The U.S. economic system is experiencing a noticeable slowdown in mid-2025, with sluggish home demand progress, muted job good points, and new tariff actions poised to affect each inflation and total financial momentum, in keeping with a current evaluation from UBS International Analysis.
The US Economics Weekly word from the Swiss financial institution famous actual GDP grew at an annualized charge of simply 1.2% within the first half of 2025, a big step down from the extra strong tempo noticed in 2023 and early 2024. Quarter-over-quarter progress figures level to a sequential weakening, the crew led by economist Jonathan Pingle added, notably in home demand, which has dropped from above 3% final 12 months to round 1% in current quarters.
Labor demand is responding in variety.

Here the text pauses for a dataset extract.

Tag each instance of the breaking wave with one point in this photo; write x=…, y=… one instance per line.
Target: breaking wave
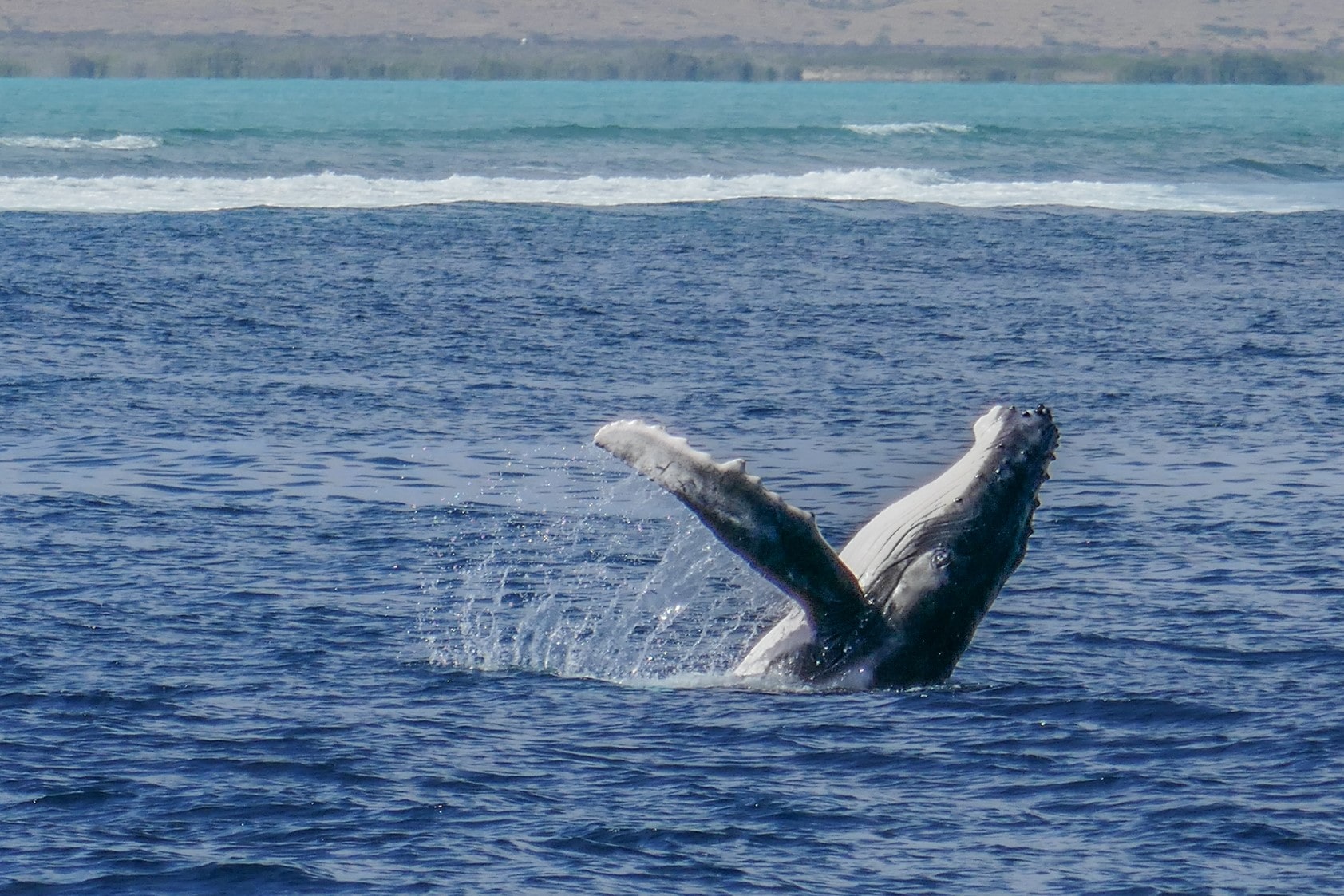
x=909, y=128
x=125, y=194
x=123, y=143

Month-to-month nonfarm payroll progress has slowed sharply, with July seeing a rise of solely 73,000 jobs—effectively under expectations and accompanied by sizeable downward revisions for earlier months. The three-month common for job good points is now simply 35,000 monthly, a charge described as “stall pace” by Federal Reserve Vice Chair Michelle Bowman and Governor Chris Waller. (Each Bowman and Waller are outstanding names floated to exchange Fed chair Jerome Powell, a determine the Trump White Home has extensively criticized.) The unemployment charge ticked as much as 4.25%, the best degree since 2021, and the broadest measure of labor underutilization, often known as U-6, can be trending greater—greater than a proportion level above pre-pandemic ranges.
Crucially, Pingle’s crew discovered shrinking labor pressure participation moderately than a sudden immigration or inhabitants shock is behind the weaker labor pressure progress. “The drop within the labor pressure participation charge has masked how a lot slackening is definitely happening,” the report contends, noting that a number of demographic teams, together with Black People and youngsters, are displaying greater unemployment and falling participation.

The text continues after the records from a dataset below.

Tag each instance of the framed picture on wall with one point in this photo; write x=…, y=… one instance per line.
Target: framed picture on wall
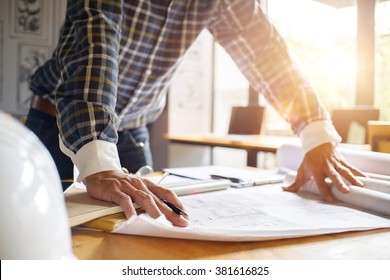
x=28, y=18
x=30, y=57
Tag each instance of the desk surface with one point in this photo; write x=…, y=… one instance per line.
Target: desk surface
x=370, y=245
x=259, y=143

Inhabitants progress as recorded by the family survey is holding regular close to earlier years’ ranges—contradicting assertions that tighter immigration is meaningfully constricting the labor market. UBS notes this contradicts statements from Jerome Powell: “Regardless of Chair Powell’s pronouncement on the put up FOMC press convention that the immigration slowdown was slowing inhabitants progress and thus labor pressure progress, that isn’t what is going on within the precise information. The Family Survey and Institution Survey look extra just like the labor market is slackening, and the family survey itself estimates that inhabitants progress will not be slowing.”
The common workweek stays subdued, sitting at 34.25 hours in July—under 2019 ranges and much from the “stretching” typical when labor markets are tight because of employee shortages. Trade-specific information present that job losses are usually not concentrated in sectors with giant immigrant workforces, additional supporting the view that slack comes from weakened demand, not a provide constraint.

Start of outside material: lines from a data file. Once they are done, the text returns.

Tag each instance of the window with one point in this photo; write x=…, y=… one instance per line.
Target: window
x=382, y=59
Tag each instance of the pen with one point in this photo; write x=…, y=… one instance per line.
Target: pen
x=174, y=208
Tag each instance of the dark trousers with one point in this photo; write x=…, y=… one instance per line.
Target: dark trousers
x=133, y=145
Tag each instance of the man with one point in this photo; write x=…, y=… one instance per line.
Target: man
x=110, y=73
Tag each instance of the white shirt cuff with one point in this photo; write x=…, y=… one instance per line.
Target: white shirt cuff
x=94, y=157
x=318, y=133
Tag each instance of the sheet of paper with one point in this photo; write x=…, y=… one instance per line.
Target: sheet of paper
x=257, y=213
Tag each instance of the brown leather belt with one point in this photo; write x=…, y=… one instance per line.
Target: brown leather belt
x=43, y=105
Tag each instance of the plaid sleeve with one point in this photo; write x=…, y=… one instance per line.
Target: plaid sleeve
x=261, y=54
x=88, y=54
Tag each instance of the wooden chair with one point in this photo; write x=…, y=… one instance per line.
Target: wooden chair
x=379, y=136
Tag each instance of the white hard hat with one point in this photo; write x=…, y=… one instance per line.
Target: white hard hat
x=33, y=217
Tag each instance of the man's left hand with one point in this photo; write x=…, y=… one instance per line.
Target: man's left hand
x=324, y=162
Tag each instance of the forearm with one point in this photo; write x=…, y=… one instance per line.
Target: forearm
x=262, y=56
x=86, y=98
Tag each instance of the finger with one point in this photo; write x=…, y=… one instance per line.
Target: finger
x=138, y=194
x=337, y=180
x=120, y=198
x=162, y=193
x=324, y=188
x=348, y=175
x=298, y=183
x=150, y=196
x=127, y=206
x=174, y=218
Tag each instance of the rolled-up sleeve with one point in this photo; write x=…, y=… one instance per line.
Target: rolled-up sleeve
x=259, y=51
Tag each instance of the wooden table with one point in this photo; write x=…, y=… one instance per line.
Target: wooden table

Tariffs set to climb, threatening additional drag
Tariff coverage, after a sequence of negotiations and government actions, is on observe to grow to be much more restrictive. The brand new suite of reciprocal tariffs, together with a 35% charge on Canadian imports (excluding USMCA-compliant items) and across-the-board hikes affecting practically 70 international locations, is anticipated to lift the U.S. weighted common tariff charge (WATR) from about 16% to roughly 19% beginning in early August. UBS estimates this may subtract 0.1 to 0.2 proportion factors from progress over the following 12 months.
Sectoral carve-outs persist, however with the EU now going through a 15% tariff on most exports to the U.S.—decrease than initially proposed, however nonetheless a big rise—UBS expects direct stress on costs for cars, semiconductors, prescription drugs, and extra. Presidential proposals to slap a 200% tariff on prescription drugs stay beneath dialogue, however would have large implications if applied.
Fee cuts on the horizon
With proof mounting that each progress and labor markets are softening and that tariffs could additional increase core inflation from 2.8% at present to as excessive as 3.4% by year-end, stress is constructing for the Federal Reserve to ease financial coverage. Whereas Chair Jerome Powell stored a doable September charge minimize on the desk, he supplied little ahead steering, stating that the totality of incoming information will dictate the following transfer. UBS maintained its expectation that the Federal Open Market Committee will minimize charges by 25 foundation factors in September and by as a lot as 100 foundation factors earlier than the tip of 2025.
Finally, the financial institution discovered that the U.S. economic system has entered a transparent slowdown as 2025 unfolds, with fading home momentum, cooling job progress, and the shadow of upper tariffs prone to dampen the outlook additional. UBS researchers argue that the information present a demand-driven deceleration, not a provide squeeze, and that the Fed will possible act quickly to cushion the touchdown.
For this story, Fortune used generative AI to assist with an preliminary draft. An editor verified the accuracy of the data earlier than publishing.